Do More Possessions Mean More Points in AFL? (A Pandas Walkthrough)

Your first reaction when hearing this question will probably be "of course, duh" (or "What is AFL?". It's Australian Rules Football). You have to think that the team coming away with the ball the most would score the most points in general. With this project I wanted to see if the data supported what seems to be kind of obvious.

The data...

A big part of the reason I decided to take on this project was the amazing dataset that Richard Little ( his twitter ) shared on his github . This data set includes all the play-by-play data (minus six games) from the first 19 rounds of the 2021 AFL season. 683,043 lines of happiness. This is what we're looking at...

Cool huh?

Anyway, here's how this post is going to be structured. I'm going to walk through how I went from that pile of data, to the point that I can make earth-shattering statements about the relationship between number of possessions and points in Australian Football. If you're interested on how I used pandas to move from data to insight, keep on reading. If you are only interested in the punchline, you can skip to the discussion at the end...

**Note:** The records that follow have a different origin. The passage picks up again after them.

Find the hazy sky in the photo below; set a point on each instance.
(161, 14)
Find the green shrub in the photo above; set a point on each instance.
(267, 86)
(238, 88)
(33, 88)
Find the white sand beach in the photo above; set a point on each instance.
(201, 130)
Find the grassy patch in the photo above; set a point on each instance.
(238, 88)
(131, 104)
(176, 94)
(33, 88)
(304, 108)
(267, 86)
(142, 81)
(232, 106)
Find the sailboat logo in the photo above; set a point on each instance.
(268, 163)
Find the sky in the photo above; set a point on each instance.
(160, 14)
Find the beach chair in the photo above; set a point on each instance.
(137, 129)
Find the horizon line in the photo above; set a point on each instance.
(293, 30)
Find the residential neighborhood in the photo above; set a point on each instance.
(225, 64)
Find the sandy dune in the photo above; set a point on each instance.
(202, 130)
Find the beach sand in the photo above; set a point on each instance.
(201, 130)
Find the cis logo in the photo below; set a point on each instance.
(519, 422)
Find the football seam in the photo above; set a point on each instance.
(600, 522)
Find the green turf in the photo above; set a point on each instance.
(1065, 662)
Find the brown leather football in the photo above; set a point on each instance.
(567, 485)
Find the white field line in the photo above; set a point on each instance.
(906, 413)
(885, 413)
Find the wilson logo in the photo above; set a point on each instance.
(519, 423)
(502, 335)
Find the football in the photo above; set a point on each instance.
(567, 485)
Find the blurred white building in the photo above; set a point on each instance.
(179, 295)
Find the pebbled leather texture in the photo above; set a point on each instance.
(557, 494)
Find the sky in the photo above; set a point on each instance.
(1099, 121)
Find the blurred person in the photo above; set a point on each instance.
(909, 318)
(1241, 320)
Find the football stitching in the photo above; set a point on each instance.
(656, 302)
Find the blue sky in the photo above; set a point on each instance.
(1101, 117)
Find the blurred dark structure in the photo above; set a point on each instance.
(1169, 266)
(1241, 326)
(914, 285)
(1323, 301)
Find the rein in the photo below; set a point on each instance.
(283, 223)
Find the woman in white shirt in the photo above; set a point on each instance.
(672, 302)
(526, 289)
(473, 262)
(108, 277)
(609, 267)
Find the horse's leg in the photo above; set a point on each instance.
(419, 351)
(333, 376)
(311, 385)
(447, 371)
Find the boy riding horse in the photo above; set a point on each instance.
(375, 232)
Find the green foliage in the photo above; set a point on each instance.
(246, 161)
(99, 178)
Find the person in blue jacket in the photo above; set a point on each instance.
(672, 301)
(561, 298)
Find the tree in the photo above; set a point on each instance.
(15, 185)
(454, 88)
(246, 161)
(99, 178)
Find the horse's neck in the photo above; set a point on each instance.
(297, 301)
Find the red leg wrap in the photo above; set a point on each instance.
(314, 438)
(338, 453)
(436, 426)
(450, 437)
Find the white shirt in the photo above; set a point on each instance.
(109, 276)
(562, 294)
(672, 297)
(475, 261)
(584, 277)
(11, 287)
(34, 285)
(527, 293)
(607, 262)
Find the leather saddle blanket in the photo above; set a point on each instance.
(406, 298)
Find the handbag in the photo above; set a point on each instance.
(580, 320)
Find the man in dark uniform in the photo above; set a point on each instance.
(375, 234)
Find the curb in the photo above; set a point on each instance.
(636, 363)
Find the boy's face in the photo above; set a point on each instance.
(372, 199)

Ok. To start at the top. We're going to use pandas. Gotta import it.

import pandas as pd

And we'll use pandas to import the data set.

AFL_PbP = pd.read_csv('AFL Play by play thre r19.csv')

Great. After that I took a look at the top of the data set to get an idea what we were dealing with.

AFL_PbP.head(30)

This gives us the view of the data I showed above.(1)

Next I wanted to take a look at the kinds of stats the dataset recorded. To do that, I made the stat column into a list, and then made that list into a set so I could look at the unique values.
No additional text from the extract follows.